La plus fulminante des réalités de cette époque trouble est que tout est mensonge. Ils vont bien s'amuser les historiens du futur. Jusqu'à avant cette époque, quand un humain disait quelque chose, personne ne pouvait remettre en cause ce qu'il disait car il était incompréhensible qu'il mente, c'était illogique ; il y avait déjà fort à faire avec ce qu'il croyait bon de dire. Quand les gens partaient en guerre ils disaient, sans s'inquiéter aucunement des raisons et des motifs, sans avoir à se justifier ou à fabriquer des raisons, ils disaient "je pars en guerre". Quand ils aimaient ils faisaient l'observation d'une réalité et ils disaient "j'aime". Quand ils s'indignaient ils se sentaient indignés donc ils disaient "je suis indigné".

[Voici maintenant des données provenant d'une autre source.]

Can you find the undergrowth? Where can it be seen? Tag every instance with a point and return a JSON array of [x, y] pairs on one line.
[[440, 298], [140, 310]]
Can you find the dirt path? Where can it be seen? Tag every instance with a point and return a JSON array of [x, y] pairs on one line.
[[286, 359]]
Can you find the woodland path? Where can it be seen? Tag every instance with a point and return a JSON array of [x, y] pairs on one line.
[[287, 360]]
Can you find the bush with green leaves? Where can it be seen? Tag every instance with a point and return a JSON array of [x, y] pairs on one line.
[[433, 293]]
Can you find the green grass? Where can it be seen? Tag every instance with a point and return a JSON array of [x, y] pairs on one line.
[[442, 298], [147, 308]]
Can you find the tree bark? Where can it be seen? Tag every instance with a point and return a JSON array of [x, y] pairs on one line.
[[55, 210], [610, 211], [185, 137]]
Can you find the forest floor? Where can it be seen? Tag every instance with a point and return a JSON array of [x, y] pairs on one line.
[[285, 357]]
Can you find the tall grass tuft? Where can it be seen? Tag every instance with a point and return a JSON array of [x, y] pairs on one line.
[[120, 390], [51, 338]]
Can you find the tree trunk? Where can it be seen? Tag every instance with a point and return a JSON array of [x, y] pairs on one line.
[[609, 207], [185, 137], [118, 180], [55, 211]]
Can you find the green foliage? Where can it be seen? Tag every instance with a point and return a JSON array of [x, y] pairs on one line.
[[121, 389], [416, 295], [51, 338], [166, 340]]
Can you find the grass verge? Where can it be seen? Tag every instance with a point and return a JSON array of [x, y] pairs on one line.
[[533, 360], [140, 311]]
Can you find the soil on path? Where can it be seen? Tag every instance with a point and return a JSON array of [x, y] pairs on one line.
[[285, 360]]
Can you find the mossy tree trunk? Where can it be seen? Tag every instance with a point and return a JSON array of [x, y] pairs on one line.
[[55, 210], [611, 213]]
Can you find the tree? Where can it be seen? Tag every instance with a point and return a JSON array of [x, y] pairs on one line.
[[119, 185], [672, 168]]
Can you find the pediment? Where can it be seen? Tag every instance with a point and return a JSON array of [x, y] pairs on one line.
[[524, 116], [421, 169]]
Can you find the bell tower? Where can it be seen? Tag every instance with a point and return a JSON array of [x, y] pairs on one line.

Même Rabelais disait "Il y a des grottes dans la montagne qui conduisent à un monde sous-terrain", il n'avait aucune raison de mentir ou d'affabuler, et ne craignait ni ne désirait la posture mentale qui accompagnait cette déclaration. Il voit donc il dit. C'est déjà tout un art en soi. (Les historiens d'aujourd'hui estiment que ce sont les premiers pas de la science-fiction).

L'époque actuelle, qui se définit par la marchandisation de toutes choses, a complètement perverti les esprits. Dans le vocabulaire les mots sont des marques déposées, ils se substituent aux fonctions des choses. Et de la même manière qu'on emploie des marques à la place des mots qui désignent des objets de la vie courante, les mots de la vie courante sont devenus des marques, des produits, recouverts d'une auréole publicitaire, culturellement mensongère ou du moins, qualifiant ces choses d'une manière tellement partiale que ça en est ridicule. Ainsi les puissants disent "je fais dans le social" juste pour récupérer la satisfaction qui va avec cette croyance, indépendamment de tout amour du social, serein dans l'idée que personne ne pourra vérifier ce qu'il a réellement dans le coeur.

Ainsi les historiens du futur vont devoir faire preuve d'une rare sagacité pour décrypter la langue parlée à l'époque de la marchandisation de toutes choses, car il faudra au préalable savoir qui parle, dans quel contexte, en s'adressant à qui et en croyant quoi, pour savoir ce qui est dit, et marquer la distance entre ce qui veut être dit, ce qui est cru, et ce qui devrait être dit en vérité.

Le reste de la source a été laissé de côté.